Лялин положил свою куртку рядом с Надиным пальто. Их одежда походила на два гигантских листа, упавших с дерева рядом: красный и коричневый. Они сели рядом за преподавательским столом, и Лялин достал золотую фляжку. Сегодня «Амбра» показалась Наде еще вкуснее, чем когда она попробовала напиток в первый раз. После третьего глотка осмелевшая Надя спросила: «А можно я потрогаю ваши волосы? Мне очень хочется знать, какие они на ощупь». «Можно», – ответил Андрей Мстиславович и послушно наклонил голову. Надина ладонь легко коснулась его прически. Ей показалось, что она трогает мягкое плотное облако. Надя убрала руку, встала, подошла к окну и посмотрела во двор, на крышу читального зала, обитую жестяными листами. На самом деле ее внимание было совсем не за окном, а сосредоточилось на человеке, которого чувствовала за спиной, и он подходил все ближе.
Почувствовав поцелуй на своем плече, чуть пониже шеи, Надя обернулась.
– Что ты так на меня смотришь? Еще скажи, что тебе было неприятно.
– Когда будет неприятно, я скажу, – ответила она и, подняв лицо, почувствовала, как борода прикоснулась к ее щеке.
Дом Герцена замер, прислушиваясь к их дыханию. Нигде не скрипнула дверь, не пошевелилась оконная рама. Этот особняк как никто другой знал – основа самого верного, самого сильного слова – любовь. И никогда ни один смертный не создаст лучше созданного им в любви.
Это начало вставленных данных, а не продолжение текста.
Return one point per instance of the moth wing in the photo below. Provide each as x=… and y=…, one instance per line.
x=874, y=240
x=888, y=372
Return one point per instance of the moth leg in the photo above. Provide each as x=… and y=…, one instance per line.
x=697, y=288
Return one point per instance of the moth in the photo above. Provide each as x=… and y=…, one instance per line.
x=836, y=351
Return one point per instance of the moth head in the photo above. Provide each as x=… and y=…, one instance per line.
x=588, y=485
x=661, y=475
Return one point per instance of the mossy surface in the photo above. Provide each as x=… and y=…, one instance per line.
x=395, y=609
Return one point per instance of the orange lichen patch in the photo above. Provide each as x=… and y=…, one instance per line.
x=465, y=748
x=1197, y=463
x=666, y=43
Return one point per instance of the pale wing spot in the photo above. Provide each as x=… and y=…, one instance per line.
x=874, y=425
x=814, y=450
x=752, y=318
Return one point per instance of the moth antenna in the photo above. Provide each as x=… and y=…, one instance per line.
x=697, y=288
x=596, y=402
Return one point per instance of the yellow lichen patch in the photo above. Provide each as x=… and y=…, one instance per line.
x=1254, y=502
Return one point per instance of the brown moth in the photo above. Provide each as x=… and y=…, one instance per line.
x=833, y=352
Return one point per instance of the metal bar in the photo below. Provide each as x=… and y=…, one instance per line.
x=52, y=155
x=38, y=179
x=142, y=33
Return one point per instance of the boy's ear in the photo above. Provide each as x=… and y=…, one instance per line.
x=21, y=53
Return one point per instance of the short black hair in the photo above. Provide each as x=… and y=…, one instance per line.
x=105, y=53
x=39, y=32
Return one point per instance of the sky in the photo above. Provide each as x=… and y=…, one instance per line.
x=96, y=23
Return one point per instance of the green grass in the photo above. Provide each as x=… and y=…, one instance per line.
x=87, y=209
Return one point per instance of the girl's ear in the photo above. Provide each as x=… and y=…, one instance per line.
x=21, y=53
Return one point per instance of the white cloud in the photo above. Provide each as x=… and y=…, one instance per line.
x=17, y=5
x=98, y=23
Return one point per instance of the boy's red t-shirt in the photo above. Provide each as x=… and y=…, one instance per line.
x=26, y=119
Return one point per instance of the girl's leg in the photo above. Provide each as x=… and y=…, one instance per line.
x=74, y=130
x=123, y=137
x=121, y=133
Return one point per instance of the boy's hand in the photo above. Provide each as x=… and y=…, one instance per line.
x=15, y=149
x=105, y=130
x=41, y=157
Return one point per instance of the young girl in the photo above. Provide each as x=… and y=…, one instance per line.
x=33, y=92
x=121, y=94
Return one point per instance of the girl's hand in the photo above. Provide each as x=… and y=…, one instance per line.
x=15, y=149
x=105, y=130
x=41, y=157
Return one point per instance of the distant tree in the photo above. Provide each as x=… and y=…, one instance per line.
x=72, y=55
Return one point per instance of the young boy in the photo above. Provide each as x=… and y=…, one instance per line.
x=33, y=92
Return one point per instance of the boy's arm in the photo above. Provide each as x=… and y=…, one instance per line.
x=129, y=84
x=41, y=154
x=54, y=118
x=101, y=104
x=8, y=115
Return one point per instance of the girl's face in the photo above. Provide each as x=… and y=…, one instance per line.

– Ты мне понравилась с самого начала, – сказал он, не разнимая рук, словно боялся, что Надя сейчас вырвется и убежит.
– Вы мне тоже. С первого взгляда.
– Мы все еще на вы? – удивился Лялин.
– Ты… – смутилась она. – Ты мне тоже понравился.
Наде показалось, будто они внутри сияющего огненного шара, и теперь им обоим нет выхода из объятий друг друга. Точно также, как ей, однажды попавшей сюда, невозможно уйти из дворика Литинститута.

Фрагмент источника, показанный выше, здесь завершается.